A Long, Dark Night and a Bright New Day

Tonight we will have the first full lunar eclipse to take place on the Winter Solstice in nearly 400 years. It will be another four centuries before it happens again.

The Winter Solstice is the shortest day of the year (less than 7.5 hours of sunlight for Edmonton!), and holds great significance for nearly every culture, religion, and community in the world. For us in the Northern hemisphere, it marks the turning point when days start getting longer again. When we start getting more sun, more light, when we can start looking forward to Spring.

This is a time of year for optimism and hope, for being grateful for everything and everyone we have around us, and for looking forward to the future. This is a time to make plans, and get excited about the new year.

Tonight we can watch the Earth’s shadow fall across the Moon. Literal cosmic events. People around the world will look up and watch this happen. This transcends any man-made borders, geographical or philosophical.

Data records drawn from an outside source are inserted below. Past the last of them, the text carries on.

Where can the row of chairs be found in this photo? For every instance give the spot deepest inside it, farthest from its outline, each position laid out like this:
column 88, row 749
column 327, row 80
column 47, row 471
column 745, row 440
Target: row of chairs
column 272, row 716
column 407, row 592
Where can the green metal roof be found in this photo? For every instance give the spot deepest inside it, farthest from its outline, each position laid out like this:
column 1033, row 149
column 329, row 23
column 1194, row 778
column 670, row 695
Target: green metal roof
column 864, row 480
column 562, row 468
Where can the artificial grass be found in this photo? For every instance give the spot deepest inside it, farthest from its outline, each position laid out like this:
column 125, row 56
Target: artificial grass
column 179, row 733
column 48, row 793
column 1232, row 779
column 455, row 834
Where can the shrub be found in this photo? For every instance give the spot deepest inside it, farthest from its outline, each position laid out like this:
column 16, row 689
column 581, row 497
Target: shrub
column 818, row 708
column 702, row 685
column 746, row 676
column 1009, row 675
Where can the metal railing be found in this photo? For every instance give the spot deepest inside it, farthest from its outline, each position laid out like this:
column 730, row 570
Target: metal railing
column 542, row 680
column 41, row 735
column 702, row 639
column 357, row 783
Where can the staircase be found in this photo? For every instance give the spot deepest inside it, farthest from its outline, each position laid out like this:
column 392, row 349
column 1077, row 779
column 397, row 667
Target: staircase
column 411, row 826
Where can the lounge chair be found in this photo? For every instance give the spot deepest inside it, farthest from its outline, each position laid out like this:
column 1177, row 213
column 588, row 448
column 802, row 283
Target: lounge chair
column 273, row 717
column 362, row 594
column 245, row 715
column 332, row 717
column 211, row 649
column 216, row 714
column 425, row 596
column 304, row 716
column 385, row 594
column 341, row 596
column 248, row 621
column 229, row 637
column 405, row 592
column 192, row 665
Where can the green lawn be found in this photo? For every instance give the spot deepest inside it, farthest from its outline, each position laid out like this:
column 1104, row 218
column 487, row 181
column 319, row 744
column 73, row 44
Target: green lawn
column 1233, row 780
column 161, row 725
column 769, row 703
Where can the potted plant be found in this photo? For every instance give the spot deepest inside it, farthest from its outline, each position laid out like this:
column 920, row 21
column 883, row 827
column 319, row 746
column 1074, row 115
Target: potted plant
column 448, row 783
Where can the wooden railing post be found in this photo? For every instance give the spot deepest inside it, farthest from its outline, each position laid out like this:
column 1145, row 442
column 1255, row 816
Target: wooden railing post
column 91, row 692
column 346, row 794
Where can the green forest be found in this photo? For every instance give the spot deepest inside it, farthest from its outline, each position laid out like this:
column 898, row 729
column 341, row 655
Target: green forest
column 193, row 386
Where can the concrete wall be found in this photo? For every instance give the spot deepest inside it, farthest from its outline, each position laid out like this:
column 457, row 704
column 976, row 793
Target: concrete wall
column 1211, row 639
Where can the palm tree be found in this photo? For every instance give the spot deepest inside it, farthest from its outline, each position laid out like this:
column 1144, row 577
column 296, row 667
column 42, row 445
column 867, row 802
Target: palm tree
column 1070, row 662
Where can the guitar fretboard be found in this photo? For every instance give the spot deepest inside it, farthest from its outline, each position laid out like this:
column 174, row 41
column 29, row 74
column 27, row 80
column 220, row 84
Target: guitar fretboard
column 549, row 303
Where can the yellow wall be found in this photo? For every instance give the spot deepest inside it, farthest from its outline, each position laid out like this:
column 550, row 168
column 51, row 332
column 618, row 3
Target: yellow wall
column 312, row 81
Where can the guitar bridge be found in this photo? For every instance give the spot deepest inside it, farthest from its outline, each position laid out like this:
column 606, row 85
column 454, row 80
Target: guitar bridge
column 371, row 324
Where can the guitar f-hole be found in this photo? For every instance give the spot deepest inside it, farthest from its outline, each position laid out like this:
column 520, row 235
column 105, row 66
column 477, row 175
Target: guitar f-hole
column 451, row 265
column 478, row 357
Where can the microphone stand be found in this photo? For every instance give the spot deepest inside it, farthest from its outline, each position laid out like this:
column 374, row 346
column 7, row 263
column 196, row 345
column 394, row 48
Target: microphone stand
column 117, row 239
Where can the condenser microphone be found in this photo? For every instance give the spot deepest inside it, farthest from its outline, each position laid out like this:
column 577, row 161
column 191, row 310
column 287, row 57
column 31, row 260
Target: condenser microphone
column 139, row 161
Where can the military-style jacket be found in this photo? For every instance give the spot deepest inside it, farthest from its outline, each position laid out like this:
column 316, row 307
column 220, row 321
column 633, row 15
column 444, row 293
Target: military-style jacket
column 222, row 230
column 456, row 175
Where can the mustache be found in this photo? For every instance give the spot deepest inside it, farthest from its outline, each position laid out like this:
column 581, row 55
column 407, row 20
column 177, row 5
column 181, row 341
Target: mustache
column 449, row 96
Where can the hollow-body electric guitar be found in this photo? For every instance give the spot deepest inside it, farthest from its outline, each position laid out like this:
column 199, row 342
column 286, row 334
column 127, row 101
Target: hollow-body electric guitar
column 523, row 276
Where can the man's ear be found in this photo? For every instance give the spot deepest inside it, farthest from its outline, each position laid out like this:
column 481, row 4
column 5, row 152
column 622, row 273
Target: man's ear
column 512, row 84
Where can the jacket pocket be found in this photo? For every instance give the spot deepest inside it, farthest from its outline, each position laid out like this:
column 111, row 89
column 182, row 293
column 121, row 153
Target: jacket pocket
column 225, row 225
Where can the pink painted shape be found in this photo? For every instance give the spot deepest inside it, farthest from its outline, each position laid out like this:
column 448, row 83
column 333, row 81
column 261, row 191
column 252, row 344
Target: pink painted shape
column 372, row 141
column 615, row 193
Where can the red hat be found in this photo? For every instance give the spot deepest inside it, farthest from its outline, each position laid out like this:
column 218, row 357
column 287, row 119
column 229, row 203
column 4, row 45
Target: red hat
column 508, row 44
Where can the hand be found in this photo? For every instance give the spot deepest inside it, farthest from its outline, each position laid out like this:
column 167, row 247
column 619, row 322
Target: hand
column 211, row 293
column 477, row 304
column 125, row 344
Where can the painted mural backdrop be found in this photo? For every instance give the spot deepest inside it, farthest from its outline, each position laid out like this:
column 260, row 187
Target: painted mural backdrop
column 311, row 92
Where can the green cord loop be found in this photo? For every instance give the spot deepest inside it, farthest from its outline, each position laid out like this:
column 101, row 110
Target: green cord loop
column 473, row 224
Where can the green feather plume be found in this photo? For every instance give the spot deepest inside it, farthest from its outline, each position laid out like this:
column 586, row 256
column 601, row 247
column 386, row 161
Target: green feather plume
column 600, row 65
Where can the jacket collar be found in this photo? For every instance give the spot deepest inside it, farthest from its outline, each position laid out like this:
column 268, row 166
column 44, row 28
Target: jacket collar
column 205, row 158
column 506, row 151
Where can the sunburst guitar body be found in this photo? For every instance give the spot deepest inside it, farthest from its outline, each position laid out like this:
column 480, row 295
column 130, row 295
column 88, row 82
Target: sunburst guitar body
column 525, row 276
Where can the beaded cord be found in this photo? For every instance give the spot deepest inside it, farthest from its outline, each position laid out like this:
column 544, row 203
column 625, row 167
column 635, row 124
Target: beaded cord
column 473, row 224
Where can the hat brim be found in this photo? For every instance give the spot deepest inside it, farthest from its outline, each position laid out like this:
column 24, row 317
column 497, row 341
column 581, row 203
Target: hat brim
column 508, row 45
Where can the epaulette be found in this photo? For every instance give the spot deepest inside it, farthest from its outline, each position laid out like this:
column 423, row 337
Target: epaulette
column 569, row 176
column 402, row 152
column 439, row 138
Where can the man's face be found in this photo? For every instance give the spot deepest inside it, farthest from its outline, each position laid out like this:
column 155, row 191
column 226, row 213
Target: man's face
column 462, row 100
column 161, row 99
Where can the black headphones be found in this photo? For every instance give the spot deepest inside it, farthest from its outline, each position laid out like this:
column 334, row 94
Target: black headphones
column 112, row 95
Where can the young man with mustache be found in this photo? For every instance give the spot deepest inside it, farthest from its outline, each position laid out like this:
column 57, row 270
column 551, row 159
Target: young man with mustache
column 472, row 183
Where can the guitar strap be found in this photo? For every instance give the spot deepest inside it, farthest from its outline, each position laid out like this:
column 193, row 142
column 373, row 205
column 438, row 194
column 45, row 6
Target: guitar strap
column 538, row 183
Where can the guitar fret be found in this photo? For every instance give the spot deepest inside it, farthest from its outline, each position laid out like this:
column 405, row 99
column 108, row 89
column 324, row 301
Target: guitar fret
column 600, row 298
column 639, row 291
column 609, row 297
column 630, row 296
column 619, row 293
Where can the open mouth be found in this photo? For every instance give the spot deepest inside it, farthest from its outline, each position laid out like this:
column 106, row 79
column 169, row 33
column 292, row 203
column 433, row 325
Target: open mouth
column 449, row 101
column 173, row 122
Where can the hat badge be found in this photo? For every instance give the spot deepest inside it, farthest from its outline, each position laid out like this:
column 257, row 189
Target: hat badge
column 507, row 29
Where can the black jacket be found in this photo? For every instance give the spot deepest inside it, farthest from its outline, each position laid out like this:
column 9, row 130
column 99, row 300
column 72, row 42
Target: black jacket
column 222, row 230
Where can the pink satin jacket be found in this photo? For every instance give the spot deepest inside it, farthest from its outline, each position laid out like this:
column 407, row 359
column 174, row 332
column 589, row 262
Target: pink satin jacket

Some people would look at an eclipse and see how small and insignificant they are. Some would look at the longest night of the year and see only darkness and cold. I would offer instead togetherness, community, family: “We’re all in this together.” Be grateful that we have made it this far and look with confidence and excitement at the future ahead. The sun will come up tomorrow, the world will keep turning, it’s up to us to make the most of the ride.

All the best from our team and families to you and yours; may you have a warm, safe, and happy Winter, and a joyful and prosperous 2011. We’re looking forward to it.